Activity Based Costing
Activity based costing is a more complete and accurate way of assigning manufacturing costs to a product. It can be used in other ways to determine cost effectiveness, profitability for services rendered and how to estimate per hour billing rates.
First some definitions:
Standard costing – this is the more traditional way of applying overhead costs to products. Anything in the manufacturing process that can’t be easily and directly tied to each product is lumped into manufacturing overhead. To insure products are appropriately prices and accounting for in COGS, the overhead is assigned or allocated to each product using some driver or rate. This typically was labor hours or machine hours.

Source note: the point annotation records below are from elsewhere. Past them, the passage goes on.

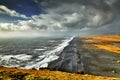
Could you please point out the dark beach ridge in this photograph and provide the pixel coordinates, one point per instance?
(76, 58)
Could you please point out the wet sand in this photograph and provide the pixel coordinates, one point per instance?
(76, 58)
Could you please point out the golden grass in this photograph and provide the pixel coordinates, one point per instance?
(104, 42)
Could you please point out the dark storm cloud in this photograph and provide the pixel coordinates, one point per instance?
(96, 12)
(72, 14)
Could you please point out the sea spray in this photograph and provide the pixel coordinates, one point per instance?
(48, 56)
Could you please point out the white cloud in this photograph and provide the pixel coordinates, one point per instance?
(65, 17)
(12, 27)
(5, 10)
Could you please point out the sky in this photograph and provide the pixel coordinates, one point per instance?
(93, 16)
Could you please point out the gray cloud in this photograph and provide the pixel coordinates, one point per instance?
(64, 15)
(5, 10)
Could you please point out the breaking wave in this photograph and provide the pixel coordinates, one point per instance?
(48, 56)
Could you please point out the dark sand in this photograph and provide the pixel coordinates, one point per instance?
(77, 59)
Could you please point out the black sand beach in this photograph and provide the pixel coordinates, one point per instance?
(77, 59)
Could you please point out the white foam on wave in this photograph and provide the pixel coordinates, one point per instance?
(42, 61)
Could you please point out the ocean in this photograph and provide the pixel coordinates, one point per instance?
(28, 53)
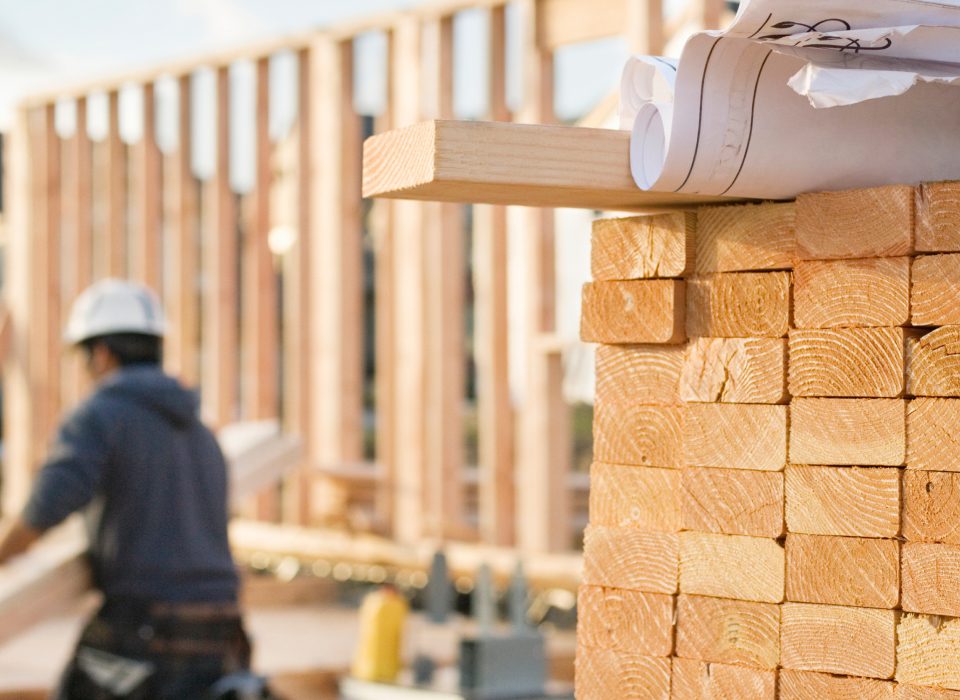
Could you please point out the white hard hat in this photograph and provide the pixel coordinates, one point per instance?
(114, 306)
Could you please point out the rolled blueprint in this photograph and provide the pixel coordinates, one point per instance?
(799, 96)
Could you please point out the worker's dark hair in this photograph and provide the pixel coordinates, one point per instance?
(129, 348)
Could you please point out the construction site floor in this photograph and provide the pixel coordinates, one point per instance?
(304, 647)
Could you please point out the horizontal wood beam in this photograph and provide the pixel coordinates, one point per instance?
(519, 164)
(247, 537)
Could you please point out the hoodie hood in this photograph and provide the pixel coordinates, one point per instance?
(149, 386)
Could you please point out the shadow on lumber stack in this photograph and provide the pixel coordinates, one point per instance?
(771, 378)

Direct materials – these are the materials that can be directly tied to the manufacture of a product
Direct labor – the production labor costs that is applied to convert raw materials into a product
Conversion Costs – The sum of direct labor costs and overhead costs. What is necessary in order to convert raw materials into a finished product
Activities – Events or transactions that create costs within a manufacturing entity.
Costs Drivers – an activity that produces costs and which are used to assign costs to products
Unit activities – These activities are performed for each unit of production. These costs vary directly with the number of products produced.
Batch level activities – These activities vary with the number of batches of something. This might be production batches or purchase orders.
Product level activities - These relate to specific products manufactured by the company rather than the units of production. These include parts inventories, engineering change orders
Facility level activities – These relate to the factory level and include factory management, insurance, property taxes, depreciation.